Lassù nel cielo bave di cioccolato sfilavano urlando ebbre di gioia, sfilacciando presagi neri che crescevano in un’oscurità accecante. Giovanni andava su e giù , su e giù, su e giù, in preda all’angoscia. . Si chiede da quanto tempo sia là: sono passate notti e giorni, forse settimane, mesi, anni. No, è solo un’impressione, un’allucinazione, deve esserlo perché spazio e tempo si rincorrono in una giostra umida, che non era prevista, non era prevista, né voluta. Risate sadiche e carezze morbide e colorate sui visceri annodati.
La ragazza dagli occhi tristi, cercando di sorridere: vieni, andiamo, partiamo. Dalla parte che vuoi, voglio solo morire, presto o tardi, non fa differenza.
Dissi: vedi, sono già morto, non spero più, ho bruciato il mio cuore, addio.
Ha capito io credo: la ragazza dagli occhi tristi non tornò più.
La mia quieta disperazione ha bisogno di un angolo oscuro in cui rannicchiarsi per crescergli dentro e avvelenarti il sangue. Una gabbia di terrore da cui non potrà uscire, perché non vedi più nulla, oltre la nicchia del tuo dolore e credi che esista solo la solitudine di cui lei si ciba. E così è. Giovanni va su e giù in dolorosa asincronia con la testa che gli scoppia, pensando di essere lì, in mezzo all’oceano, solo da qualche minuto, in preda ad un’allucinazione. Il cielo esplode in frammenti acuminati di tempo, in un rombo di fuoco affamato. Le corse sui prati aguzzi di cristalli di allumino con i piedi arroventati sul maglio del vecchio mulino diroccato e semi carbonizzato. Oceani di silenzi assordanti precipitano sulle taciturne groppe dei pachidermi traslucidi incolonnati in fila tronca dentro la nebbia armonica.
Un’ansia sottile gira e rigira su se stessa avviluppandosi come filamenti di acidi nucleici di un virus nel cuore di una cellula, come edera affamato sul tronco stanco di un vecchio albero, come i pensieri leggeri di un cuore giovane attorno alla luce verde di una corsia di ospedale. Così spendo il mio tempo, così rubo il tuo tempo da questi fogli inutili.
Uscì dal treno. Le luci dell'appartamento erano strane?
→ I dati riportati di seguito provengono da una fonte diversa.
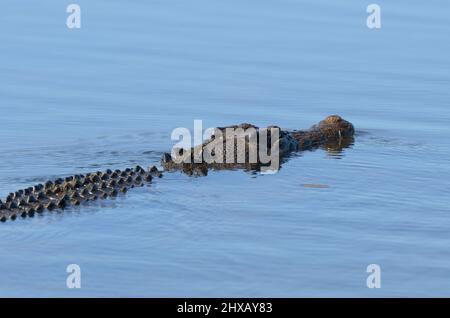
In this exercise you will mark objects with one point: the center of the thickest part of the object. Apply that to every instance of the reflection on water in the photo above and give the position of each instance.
(109, 95)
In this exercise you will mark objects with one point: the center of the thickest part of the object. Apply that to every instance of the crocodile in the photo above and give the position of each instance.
(333, 133)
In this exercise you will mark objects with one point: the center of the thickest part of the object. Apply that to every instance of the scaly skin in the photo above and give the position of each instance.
(72, 191)
(333, 133)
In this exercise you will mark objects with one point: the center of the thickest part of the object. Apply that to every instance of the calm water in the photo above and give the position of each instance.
(108, 96)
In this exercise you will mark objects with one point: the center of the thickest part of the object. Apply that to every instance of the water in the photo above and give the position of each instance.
(108, 96)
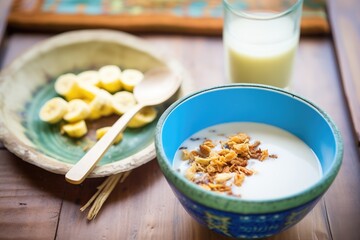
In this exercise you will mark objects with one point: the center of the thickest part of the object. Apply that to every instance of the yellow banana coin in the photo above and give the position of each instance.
(130, 78)
(145, 116)
(107, 108)
(87, 91)
(75, 130)
(53, 110)
(123, 101)
(101, 132)
(77, 110)
(66, 86)
(110, 78)
(100, 106)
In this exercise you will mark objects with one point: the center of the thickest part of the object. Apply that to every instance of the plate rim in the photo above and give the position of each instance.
(34, 157)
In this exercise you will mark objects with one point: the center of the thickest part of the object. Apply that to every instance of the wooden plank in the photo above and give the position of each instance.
(317, 79)
(345, 24)
(30, 200)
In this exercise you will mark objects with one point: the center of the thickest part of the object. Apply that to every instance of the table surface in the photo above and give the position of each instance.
(36, 204)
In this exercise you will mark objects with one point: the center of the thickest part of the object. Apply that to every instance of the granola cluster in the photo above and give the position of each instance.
(220, 169)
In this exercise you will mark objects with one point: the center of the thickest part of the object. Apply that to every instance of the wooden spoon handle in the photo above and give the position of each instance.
(87, 163)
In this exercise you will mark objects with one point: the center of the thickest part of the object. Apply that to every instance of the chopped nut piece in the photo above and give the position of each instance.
(218, 170)
(239, 179)
(222, 177)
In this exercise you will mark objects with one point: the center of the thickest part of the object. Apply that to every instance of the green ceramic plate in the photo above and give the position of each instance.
(27, 83)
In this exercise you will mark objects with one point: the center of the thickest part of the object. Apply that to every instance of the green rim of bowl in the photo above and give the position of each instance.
(233, 204)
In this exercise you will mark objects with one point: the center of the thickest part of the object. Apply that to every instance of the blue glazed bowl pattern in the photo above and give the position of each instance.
(244, 225)
(230, 215)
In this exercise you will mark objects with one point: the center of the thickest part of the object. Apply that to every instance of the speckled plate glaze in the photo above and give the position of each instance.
(27, 83)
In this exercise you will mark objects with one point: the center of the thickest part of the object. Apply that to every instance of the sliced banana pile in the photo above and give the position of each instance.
(94, 94)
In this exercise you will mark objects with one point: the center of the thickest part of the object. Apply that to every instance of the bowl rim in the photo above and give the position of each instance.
(27, 152)
(238, 205)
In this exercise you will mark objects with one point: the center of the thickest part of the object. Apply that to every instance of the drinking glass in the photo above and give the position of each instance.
(260, 40)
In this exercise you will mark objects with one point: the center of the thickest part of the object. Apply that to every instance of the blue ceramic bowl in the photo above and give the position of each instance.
(233, 216)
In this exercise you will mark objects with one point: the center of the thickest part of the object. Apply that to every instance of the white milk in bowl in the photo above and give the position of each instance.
(261, 51)
(289, 167)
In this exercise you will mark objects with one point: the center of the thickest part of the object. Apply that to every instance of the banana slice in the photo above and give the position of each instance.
(66, 86)
(145, 116)
(53, 110)
(110, 78)
(90, 77)
(101, 132)
(77, 110)
(123, 101)
(130, 78)
(87, 90)
(107, 109)
(75, 130)
(101, 105)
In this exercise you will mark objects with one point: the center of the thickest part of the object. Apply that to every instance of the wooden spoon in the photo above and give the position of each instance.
(157, 86)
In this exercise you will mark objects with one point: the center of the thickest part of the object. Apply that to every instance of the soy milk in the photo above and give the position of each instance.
(295, 169)
(261, 51)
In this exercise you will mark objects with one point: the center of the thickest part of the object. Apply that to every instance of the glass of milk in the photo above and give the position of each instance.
(260, 40)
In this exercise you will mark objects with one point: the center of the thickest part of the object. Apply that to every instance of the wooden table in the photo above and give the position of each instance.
(36, 204)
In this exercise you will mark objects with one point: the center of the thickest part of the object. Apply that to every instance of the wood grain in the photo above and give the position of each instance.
(345, 23)
(30, 200)
(144, 207)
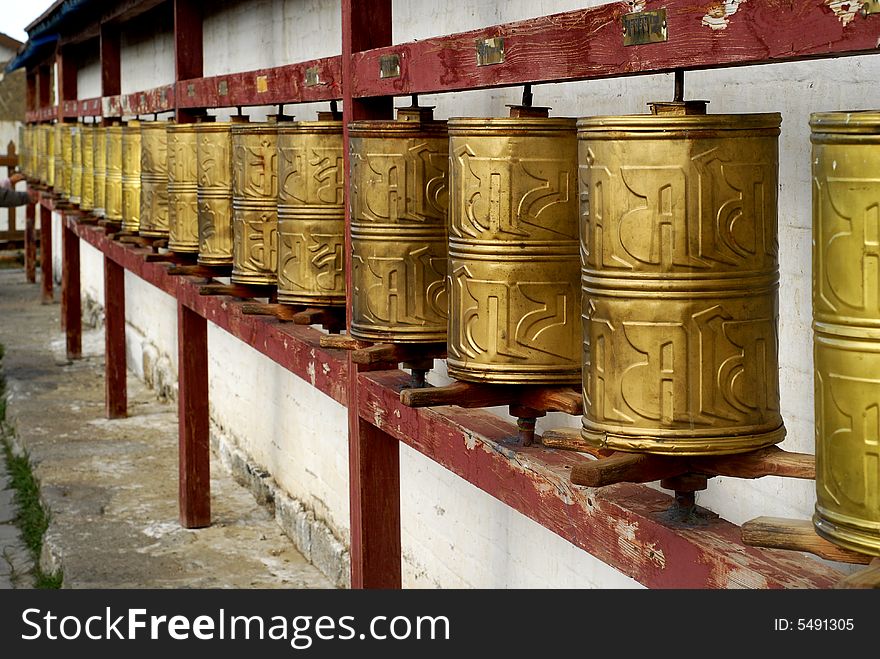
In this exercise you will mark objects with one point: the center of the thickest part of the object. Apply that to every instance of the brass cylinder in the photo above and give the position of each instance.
(513, 251)
(214, 157)
(399, 202)
(53, 164)
(154, 179)
(680, 278)
(255, 203)
(846, 327)
(131, 176)
(66, 139)
(87, 196)
(75, 163)
(113, 187)
(100, 166)
(311, 214)
(183, 182)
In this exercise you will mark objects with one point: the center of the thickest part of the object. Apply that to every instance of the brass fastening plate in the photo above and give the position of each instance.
(490, 51)
(389, 66)
(644, 27)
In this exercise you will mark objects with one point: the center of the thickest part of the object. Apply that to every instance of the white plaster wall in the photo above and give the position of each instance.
(289, 428)
(147, 51)
(298, 434)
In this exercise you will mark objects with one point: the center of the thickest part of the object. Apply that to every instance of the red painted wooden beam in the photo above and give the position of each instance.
(70, 275)
(588, 43)
(315, 80)
(621, 525)
(116, 388)
(294, 347)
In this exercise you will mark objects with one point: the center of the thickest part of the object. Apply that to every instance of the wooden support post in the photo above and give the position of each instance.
(192, 405)
(30, 243)
(374, 469)
(115, 391)
(70, 288)
(46, 255)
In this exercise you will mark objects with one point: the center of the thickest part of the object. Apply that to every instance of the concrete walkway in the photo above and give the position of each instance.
(111, 486)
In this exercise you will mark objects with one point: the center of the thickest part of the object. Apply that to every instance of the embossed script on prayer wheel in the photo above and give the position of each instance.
(513, 251)
(398, 228)
(680, 279)
(183, 186)
(131, 176)
(311, 213)
(255, 203)
(87, 196)
(846, 324)
(50, 155)
(113, 188)
(214, 156)
(75, 163)
(154, 179)
(66, 140)
(100, 160)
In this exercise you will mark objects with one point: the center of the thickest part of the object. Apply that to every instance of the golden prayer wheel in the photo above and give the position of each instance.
(100, 167)
(255, 203)
(154, 179)
(66, 137)
(846, 324)
(214, 156)
(399, 201)
(75, 163)
(513, 250)
(680, 280)
(87, 196)
(53, 166)
(131, 176)
(113, 187)
(183, 213)
(311, 213)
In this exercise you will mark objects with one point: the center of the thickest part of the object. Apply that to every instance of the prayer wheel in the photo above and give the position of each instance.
(513, 249)
(214, 155)
(100, 165)
(680, 280)
(399, 202)
(75, 163)
(131, 177)
(183, 214)
(87, 195)
(846, 327)
(154, 180)
(311, 213)
(50, 154)
(113, 187)
(255, 203)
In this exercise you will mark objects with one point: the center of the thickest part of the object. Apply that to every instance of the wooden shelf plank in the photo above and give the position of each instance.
(658, 553)
(588, 43)
(314, 80)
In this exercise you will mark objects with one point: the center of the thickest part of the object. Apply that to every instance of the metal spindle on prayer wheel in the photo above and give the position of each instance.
(154, 179)
(131, 176)
(846, 327)
(87, 194)
(311, 212)
(214, 156)
(680, 280)
(513, 249)
(100, 164)
(255, 202)
(113, 187)
(183, 207)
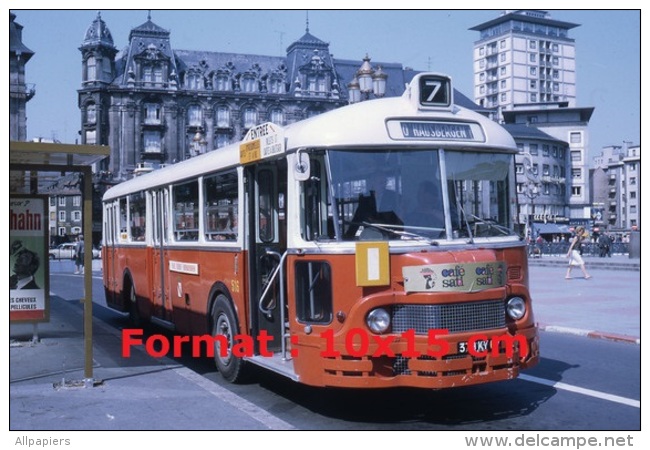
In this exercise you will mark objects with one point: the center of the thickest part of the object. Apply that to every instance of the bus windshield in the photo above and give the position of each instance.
(423, 195)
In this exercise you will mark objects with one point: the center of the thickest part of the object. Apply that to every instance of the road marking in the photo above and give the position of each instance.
(583, 391)
(267, 419)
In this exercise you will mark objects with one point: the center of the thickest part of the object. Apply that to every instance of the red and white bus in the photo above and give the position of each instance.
(370, 246)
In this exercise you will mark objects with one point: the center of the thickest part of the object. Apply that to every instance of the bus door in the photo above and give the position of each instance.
(161, 300)
(267, 247)
(111, 231)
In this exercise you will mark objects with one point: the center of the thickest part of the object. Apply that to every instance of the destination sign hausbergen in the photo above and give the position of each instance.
(435, 131)
(460, 277)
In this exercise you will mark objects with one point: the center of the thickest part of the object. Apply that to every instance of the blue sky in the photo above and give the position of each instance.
(608, 47)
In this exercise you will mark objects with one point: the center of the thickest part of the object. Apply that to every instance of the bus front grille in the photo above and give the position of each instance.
(455, 317)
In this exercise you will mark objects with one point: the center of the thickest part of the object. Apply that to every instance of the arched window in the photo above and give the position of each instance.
(248, 83)
(152, 113)
(222, 82)
(194, 116)
(222, 117)
(91, 69)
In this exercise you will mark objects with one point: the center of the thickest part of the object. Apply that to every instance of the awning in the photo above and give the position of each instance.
(551, 228)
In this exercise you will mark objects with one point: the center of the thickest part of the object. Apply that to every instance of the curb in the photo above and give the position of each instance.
(590, 333)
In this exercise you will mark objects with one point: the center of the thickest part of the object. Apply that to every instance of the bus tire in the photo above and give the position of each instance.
(225, 324)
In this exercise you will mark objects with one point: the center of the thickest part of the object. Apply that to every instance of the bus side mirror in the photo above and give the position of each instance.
(302, 168)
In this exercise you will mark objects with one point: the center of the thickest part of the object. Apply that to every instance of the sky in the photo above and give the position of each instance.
(608, 52)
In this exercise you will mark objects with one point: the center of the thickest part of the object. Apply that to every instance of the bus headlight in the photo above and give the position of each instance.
(516, 308)
(378, 320)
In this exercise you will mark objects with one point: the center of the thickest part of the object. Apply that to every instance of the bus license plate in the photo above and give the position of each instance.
(480, 346)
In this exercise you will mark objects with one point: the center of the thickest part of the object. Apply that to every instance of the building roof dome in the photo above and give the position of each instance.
(98, 33)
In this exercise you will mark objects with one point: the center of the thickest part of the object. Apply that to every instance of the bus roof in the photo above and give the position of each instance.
(389, 122)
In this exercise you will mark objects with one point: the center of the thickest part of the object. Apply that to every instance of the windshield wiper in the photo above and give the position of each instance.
(390, 228)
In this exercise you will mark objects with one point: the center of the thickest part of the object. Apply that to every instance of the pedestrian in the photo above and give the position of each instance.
(574, 254)
(603, 245)
(79, 255)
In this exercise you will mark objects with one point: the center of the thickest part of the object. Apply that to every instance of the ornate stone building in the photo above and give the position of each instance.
(154, 105)
(19, 92)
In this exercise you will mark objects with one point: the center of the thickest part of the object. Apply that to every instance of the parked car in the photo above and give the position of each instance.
(66, 251)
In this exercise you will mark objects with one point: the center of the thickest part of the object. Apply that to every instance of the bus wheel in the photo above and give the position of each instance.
(224, 324)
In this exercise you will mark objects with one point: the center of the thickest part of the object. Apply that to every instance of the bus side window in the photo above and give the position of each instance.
(137, 216)
(186, 211)
(267, 207)
(221, 206)
(124, 234)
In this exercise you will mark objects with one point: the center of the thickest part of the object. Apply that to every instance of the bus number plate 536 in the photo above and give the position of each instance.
(481, 346)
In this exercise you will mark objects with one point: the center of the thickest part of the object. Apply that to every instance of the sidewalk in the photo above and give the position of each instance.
(142, 393)
(615, 262)
(46, 389)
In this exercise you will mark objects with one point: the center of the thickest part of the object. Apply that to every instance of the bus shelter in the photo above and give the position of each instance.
(32, 167)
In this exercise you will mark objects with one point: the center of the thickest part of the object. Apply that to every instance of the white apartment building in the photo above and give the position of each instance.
(524, 57)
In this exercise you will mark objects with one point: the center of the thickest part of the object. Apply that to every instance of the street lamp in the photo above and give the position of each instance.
(367, 81)
(532, 192)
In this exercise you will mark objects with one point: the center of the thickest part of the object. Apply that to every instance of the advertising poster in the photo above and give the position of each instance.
(28, 259)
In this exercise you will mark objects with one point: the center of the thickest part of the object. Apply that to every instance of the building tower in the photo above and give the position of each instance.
(524, 57)
(154, 104)
(98, 70)
(19, 92)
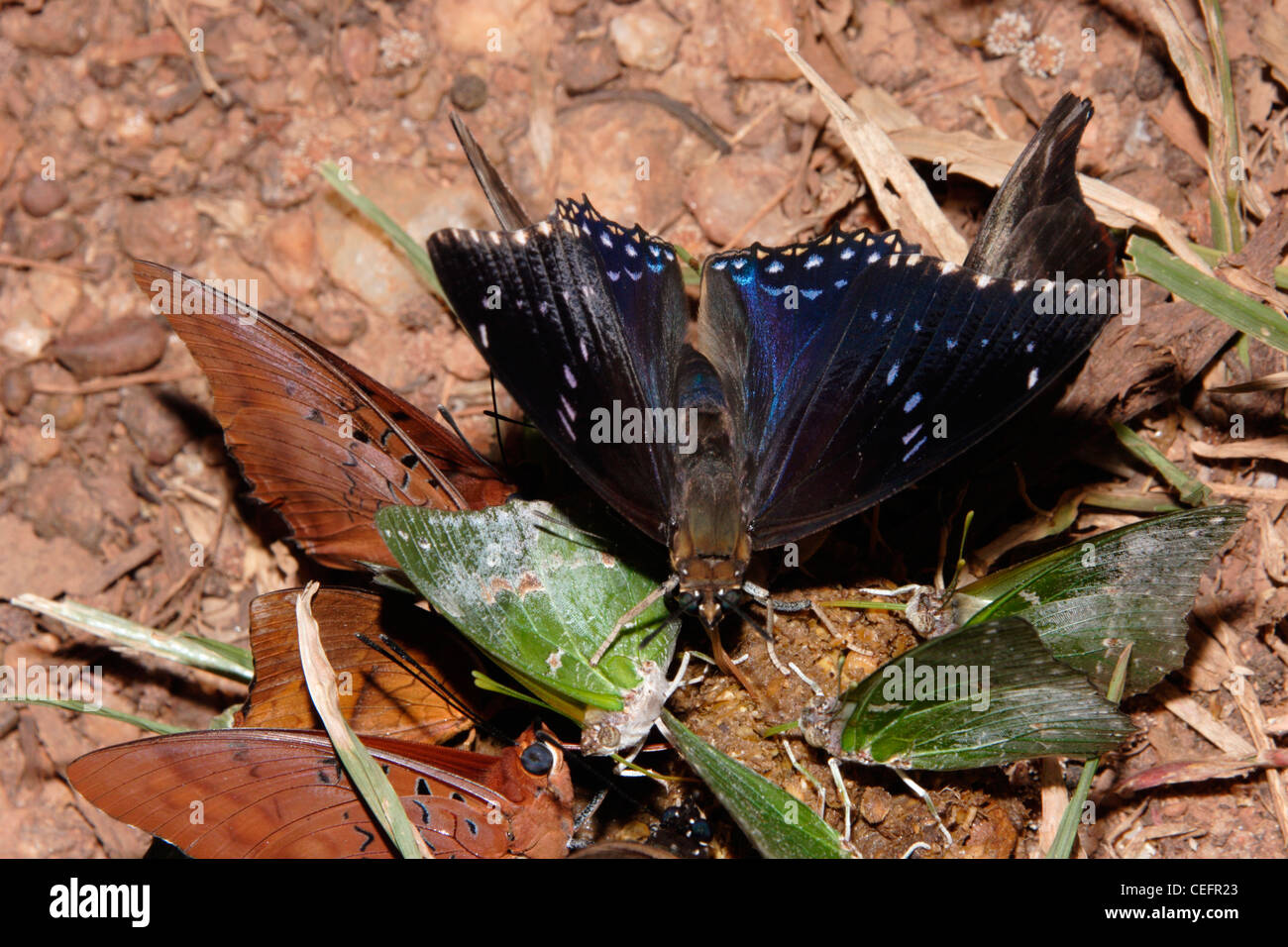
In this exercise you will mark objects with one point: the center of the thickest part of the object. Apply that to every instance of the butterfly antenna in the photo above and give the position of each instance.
(480, 458)
(391, 651)
(961, 557)
(498, 416)
(394, 652)
(748, 617)
(572, 526)
(496, 421)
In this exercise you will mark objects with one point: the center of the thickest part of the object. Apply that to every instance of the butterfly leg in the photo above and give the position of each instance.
(841, 791)
(928, 801)
(810, 780)
(644, 604)
(678, 681)
(725, 664)
(761, 596)
(890, 592)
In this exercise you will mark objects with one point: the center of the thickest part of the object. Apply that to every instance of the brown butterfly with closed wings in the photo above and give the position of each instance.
(318, 440)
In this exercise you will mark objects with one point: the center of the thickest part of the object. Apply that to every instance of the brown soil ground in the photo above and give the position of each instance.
(117, 141)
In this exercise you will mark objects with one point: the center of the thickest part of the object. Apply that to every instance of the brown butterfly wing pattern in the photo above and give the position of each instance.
(318, 440)
(377, 697)
(283, 793)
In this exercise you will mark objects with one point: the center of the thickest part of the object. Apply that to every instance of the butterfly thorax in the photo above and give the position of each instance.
(709, 545)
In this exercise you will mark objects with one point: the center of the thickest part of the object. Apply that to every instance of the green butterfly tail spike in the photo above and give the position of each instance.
(778, 825)
(1089, 599)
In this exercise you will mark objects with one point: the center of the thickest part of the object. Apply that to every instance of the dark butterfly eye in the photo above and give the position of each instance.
(537, 759)
(699, 830)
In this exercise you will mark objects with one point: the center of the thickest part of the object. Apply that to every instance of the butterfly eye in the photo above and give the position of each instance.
(537, 759)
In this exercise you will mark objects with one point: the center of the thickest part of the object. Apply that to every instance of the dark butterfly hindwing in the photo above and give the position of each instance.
(574, 315)
(376, 694)
(845, 368)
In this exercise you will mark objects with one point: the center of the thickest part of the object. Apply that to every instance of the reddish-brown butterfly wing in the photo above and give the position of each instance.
(377, 697)
(318, 440)
(283, 793)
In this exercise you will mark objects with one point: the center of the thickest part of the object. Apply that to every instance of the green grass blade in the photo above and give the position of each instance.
(778, 825)
(536, 594)
(1192, 491)
(416, 253)
(82, 707)
(1150, 261)
(226, 660)
(369, 780)
(1067, 834)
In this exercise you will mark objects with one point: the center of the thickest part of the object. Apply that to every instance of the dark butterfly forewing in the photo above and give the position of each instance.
(1038, 223)
(831, 373)
(377, 696)
(282, 793)
(318, 440)
(574, 315)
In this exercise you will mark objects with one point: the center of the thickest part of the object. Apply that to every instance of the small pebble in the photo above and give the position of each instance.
(119, 348)
(91, 112)
(469, 91)
(16, 388)
(42, 197)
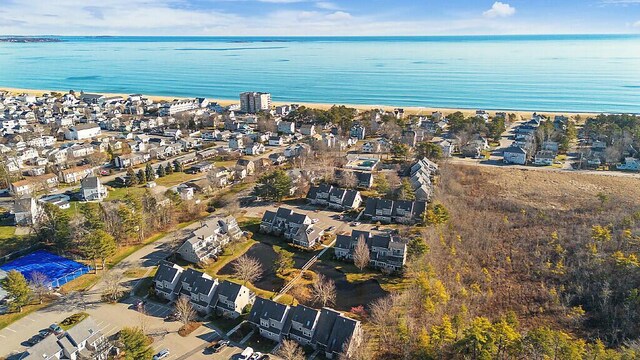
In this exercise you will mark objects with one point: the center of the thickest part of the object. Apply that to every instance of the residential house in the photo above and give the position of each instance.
(358, 131)
(231, 299)
(544, 157)
(336, 334)
(26, 211)
(254, 149)
(308, 129)
(130, 160)
(334, 197)
(33, 185)
(167, 280)
(208, 240)
(630, 164)
(75, 174)
(386, 251)
(82, 131)
(246, 164)
(202, 293)
(91, 189)
(515, 155)
(301, 324)
(269, 317)
(390, 211)
(82, 341)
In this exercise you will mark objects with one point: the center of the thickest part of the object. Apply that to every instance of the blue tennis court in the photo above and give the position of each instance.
(58, 270)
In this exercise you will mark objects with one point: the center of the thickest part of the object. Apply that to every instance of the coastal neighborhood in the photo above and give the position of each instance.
(248, 230)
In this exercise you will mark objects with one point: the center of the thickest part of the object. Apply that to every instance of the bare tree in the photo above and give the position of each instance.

Tu guarderai ma forse quando certo ancora .

L'aria la tazza la neve vielleicht enjoi cest la vie aber nicht so laut bitte, nur nicht so laut o dear! hombre che dici? ...... grakzxkssssgaarrrhhhh aaaaaahhh

Poi improvvisamente i suoni le parole le frasi che turbinavano ovunque si fermarono e cominciarono lentamente a scendere e a depositarsi per terra formando una coltre morbida e spessa di materia eterogenea.

Fu in quel preciso istante che si rese conto di non essere Giovanni, di non esserlo, mai stato, ma di essere me.
E ora che so chi sono mi nascono nuovi dubbi: non circa il mio nome, no quello ormai lo conosco bene è solo il vecchio dilemma dell'uomo addormentato e della farfalla: sono uno scrittore che si finge folle o uno psicotico che si immagina scrittore?